La CCMA (Corporación Catalana de Medios Audiovisuales) es el organismo público que dirige la radio y televisión pública en Cataluña. Depende del Departamento de la Presidencia de la Generalitat. Sus miembros son elegidos por el Parlament, y durante el Govern Tripartito de PSC, ERC e Iniciativa (octubre de 2007) se aprobó que era necesaria una mayoría de 2/3 para escogerlos. También era necesaria una mayoría de dos tercios para aprobar el contrato programa con la Generalitat y el nombramiento de su director general.
El contrato programa define las funciones de servicio público de la CCMA, establece el compromiso de prestar estos servicios y unos objetivos a conseguir en un intervalo definido de tiempo, a la vez que fija las aportaciones económicas de la Generalitat de Catalunya.
Pero, aunque esta ley en su momento fue un avance, tenía carencias. La primera es que no se consiguió el consenso, y PP y Ciudadanos no apoyaron la ley, entre otras razones por el nulo papel que la norma daba al español en los medios de comunicación de la Generalitat. La segunda es que CiU impuso (y consiguió) para apoyarla que decisiones relevantes como la aprobación de los presupuestos anuales se pudieran aprobar por mayoría simple en una tercera votación si era imposible hacerlo por una mayoría de dos tercios en las dos primeras votaciones.

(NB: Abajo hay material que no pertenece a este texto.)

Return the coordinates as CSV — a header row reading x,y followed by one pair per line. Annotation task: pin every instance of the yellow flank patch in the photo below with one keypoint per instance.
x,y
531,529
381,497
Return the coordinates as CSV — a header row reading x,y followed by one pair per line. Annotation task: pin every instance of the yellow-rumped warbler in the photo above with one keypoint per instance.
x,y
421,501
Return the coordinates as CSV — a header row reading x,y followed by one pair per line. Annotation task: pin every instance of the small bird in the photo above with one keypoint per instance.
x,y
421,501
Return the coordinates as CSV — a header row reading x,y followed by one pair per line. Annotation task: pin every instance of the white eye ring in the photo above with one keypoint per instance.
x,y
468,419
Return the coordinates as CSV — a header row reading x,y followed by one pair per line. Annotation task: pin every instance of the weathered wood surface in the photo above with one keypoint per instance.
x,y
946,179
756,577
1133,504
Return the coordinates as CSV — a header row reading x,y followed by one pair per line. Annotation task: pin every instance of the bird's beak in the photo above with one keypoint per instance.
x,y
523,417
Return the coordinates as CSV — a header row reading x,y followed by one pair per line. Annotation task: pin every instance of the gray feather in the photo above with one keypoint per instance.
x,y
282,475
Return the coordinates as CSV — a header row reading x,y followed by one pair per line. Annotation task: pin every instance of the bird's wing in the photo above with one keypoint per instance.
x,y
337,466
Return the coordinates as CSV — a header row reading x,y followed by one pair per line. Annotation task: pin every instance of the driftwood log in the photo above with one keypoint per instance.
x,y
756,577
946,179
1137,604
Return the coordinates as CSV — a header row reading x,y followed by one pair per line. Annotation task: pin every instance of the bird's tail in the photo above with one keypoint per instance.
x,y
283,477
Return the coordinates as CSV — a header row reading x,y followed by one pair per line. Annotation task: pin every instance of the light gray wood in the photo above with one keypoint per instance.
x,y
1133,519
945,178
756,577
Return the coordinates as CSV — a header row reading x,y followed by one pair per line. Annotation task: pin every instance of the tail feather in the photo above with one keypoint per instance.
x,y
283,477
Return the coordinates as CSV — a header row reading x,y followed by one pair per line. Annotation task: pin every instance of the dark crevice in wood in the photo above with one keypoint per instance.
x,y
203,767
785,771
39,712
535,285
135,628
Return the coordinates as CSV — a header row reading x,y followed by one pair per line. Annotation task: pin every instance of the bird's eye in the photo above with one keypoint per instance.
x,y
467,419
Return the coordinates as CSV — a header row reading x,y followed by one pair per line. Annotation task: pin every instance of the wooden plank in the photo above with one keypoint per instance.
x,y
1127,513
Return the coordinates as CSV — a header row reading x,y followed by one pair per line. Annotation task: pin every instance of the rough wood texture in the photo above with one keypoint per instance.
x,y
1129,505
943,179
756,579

Nunca fue el proyecto de CiU y tras ganar las elecciones autonómicas en 2010 Artur Mas cambió las reglas para que solo hiciera falta una mayoría absoluta de votos en el Parlament en segunda vuelta (octubre 2011), y lo hizo mediante la aprobación de una ley omnibús.
En 2019 se aprobó una nueva ley, que es la que rige actualmente, y se volvió a los 2/3 de los diputados del Parlament. Pero no basta hacer normas si no se respeta su espíritu. En la actualidad, y a pesar de esta mayoría reforzada, TV3 sigue siendo lo que era, una herramienta independentista y con tics hispanófobos. Los socialistas pactaron con ERC y Junts el reparto de cromos en el consejo de administración de la CCMA, y nada cambió en una televisión que siguió siendo claramente separatista.
Ahí está el ‘Està passant’ y su polémica sobre el gag sobre la Virgen del Rocío (abril 2023). O cuando el informativo infantil y juvenil ‘Info K’ (marzo 2023) analizó las canciones que cantan los niños cuando juegan para concluir que “si observamos los patios de las escuelas, la mayoría de canciones que usamos para jugar son en castellano. Además, si las escuchamos con atención, algunas pueden dar incluso un poco de miedo”. O cómo en el programa ‘Zona Franca’ (diciembre 2023) sonó el himno de España a base de pedos.
La pregunta clave es si vale la pena pagar centenares de millones de euros de todos los catalanes para sostener TV3 y el resto de medios audiovisuales del gobierno autonómico catalán cuando una parte importante de la sociedad considera que ya no son un servicio público, sino una herramienta al servicio de una causa política, la independentista. Y más allá, ¿vale la pena sostener unos medios de comunicación públicos, tanto RTVE como otras cadenas autonómicas o municipales, cuando las acusaciones de “politización” son constantes?
Pero el caso de TV3 es demasiado extremo como para poder compararlo con otras cadenas públicas de nuestro país. Por mucho que los partidos de la oposición siempre acusen a RTVE, o a las televisiones públicas o locales, de estar al servicio del gobierno de turno, nada es comparable a la operación de ingeniería social a la que se ha dedicado TV3 en cuerpo y alma.